Allchin: Rolling out a new OS is without question a major effort. Think of the process as a reverse funnel that gets broader and broader over time. We start with developers because they have the longest lead time. We need developer feedback, so that interaction is incredibly important. We also work with the hardware community to make sure that drivers are tested and available. We started encouraging 64-bit driver development for “Longhorn” a year ago at WinHEC, and we’re doing more of it at this year’s conference. On April 27, we will distribute a developer preview of “Longhorn” to all WinHEC attendees; it is designed to accelerate development of hardware device drivers for the new operating system. Next, we will engage with IT professionals, who are critical to corporate adoption. They need to assess the product, test their internal applications, plan upgrades and so forth. IT pros will begin their evaluation of “Longhorn” with the foundation capabilities that are in the first beta version, which we expect to release early this summer. By the second beta release, we reach the point when we can expose the product to everyone else, and solicit input from both information workers and consumers. That’s when most of the new end user features and the user interface will typically show up in a product, and it’s the last big step before a product can be considered final. With “Longhorn,” we’re increasingly confident that the final OS will be ready to ship before the end of next year. In the meantime, we’re laying the groundwork for industry readiness and compatibility, so that all our customers will be able to take advantage of the advanced features in “Longhorn.”
PressPass: What benefits can customers expect from “Longhorn?”
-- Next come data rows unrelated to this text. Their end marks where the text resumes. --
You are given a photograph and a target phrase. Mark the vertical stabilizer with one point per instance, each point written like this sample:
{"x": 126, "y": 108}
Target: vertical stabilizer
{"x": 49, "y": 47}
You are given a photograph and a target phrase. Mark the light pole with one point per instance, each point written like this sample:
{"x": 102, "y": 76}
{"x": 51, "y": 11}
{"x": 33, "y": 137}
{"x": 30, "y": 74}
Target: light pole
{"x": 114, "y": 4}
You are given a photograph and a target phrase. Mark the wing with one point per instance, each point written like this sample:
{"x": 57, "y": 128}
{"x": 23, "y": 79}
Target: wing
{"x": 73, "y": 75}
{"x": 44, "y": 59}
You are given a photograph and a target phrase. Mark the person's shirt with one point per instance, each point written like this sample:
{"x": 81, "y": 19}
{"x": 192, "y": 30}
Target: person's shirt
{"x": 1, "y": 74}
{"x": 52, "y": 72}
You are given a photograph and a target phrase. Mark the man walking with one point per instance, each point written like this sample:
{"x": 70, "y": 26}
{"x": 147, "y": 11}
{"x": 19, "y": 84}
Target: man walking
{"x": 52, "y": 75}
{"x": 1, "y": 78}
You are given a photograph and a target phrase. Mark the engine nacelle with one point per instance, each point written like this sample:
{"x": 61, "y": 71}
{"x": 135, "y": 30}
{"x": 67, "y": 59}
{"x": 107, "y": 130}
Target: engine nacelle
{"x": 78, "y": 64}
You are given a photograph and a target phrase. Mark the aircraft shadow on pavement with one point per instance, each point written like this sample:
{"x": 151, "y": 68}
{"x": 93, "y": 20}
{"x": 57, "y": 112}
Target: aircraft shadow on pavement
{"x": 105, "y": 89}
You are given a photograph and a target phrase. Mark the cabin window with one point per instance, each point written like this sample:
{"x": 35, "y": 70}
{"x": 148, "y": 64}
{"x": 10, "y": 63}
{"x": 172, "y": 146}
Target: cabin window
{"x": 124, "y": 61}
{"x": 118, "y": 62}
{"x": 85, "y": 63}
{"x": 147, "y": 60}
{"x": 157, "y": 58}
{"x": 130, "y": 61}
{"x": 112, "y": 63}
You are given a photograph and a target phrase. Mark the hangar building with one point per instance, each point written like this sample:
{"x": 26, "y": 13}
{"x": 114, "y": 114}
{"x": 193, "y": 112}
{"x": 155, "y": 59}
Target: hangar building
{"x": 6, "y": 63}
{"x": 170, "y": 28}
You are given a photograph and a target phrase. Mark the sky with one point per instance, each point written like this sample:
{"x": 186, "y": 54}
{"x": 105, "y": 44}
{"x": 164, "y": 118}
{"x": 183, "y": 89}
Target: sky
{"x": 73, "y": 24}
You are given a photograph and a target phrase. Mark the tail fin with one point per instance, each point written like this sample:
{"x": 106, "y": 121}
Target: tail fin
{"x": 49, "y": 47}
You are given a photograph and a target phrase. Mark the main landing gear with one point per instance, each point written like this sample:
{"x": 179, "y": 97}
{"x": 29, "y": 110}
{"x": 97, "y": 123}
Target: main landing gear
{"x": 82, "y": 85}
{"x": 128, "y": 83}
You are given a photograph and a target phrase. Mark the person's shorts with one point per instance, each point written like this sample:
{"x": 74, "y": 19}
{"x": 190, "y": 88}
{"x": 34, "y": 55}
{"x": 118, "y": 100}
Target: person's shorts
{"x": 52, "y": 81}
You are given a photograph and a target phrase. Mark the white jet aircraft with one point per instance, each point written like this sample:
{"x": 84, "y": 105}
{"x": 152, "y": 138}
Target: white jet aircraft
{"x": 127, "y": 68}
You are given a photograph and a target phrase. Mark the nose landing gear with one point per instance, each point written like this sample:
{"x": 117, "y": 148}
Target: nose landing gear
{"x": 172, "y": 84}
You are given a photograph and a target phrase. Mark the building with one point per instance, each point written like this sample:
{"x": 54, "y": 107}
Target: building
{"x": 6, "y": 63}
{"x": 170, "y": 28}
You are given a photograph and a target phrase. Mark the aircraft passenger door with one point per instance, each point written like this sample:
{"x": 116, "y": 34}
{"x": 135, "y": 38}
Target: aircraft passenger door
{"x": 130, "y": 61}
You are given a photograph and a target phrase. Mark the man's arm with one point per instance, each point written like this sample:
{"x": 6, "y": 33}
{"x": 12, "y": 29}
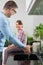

Allchin: Customers can expect the kinds of benefits they’ve asked us for. As I mentioned before, with “Longhorn” our biggest investment is in PC fundamentals — basics like security, privacy, performance, deployment and manageability that make the system “just work.” “Longhorn” will be secure by design and will help corporations manage and isolate their networks more securely. People can also count on “Longhorn” to deliver powerful performance on mobile, desktop or server hardware, and to give them the responsiveness they need for priority system tasks. We’re also designing “Longhorn” to improve IT operational efficiency by focusing on simpler deployment, management and support or serviceability. This will lower IT costs. The area of innovation I’m most excited about in “Longhorn” is what we’re doing with information management. Every day people deal with an enormous mass of data coming at them and they need help making sense of it. “Longhorn” will do more than give customers better access to information; it will allow them to act on information in a meaningful way. We do this by helping people search for data, visualize it, and organize it in intuitive ways. We’re also doing a lot more with documents in terms of searching, organizing, and so forth. Overall, the goal is to give customers more confidence and more control, whether they’re seasoned IT pros or novice end users. We’re going beyond anything we’ve ever done up to this point.
PressPass: How does the “Next-Gen Windows OS PC Design Competition” announced at WinHEC relate to all this?
Allchin: As I mentioned, the next wave of computing is about experiences. Creating a great experience isn’t just about software. Hardware and software have to work together. Some of this is already happening, for example with the Media Center PC and the tablet, but there needs to be more. Tapping into people’s passions is inherently personal; computing has to connect with people on an emotional level. To do this we have to get way beyond software features and speeds and feeds. In terms of hardware, aesthetics, ergonomics, seamless into the environment and with the software are really important. People care about what their PC looks like, sounds like, and feels like. In this spirit, and in honor of the third decade of Windows, we’re inviting students, independent designers and established design teams to help us envision a future that’s based on experiences. The Next-Gen OS PC Design Competition is challenging this community to apply their wisdom and creativity in terms of industrial design to the form and function of next-generation Windows-based PCs.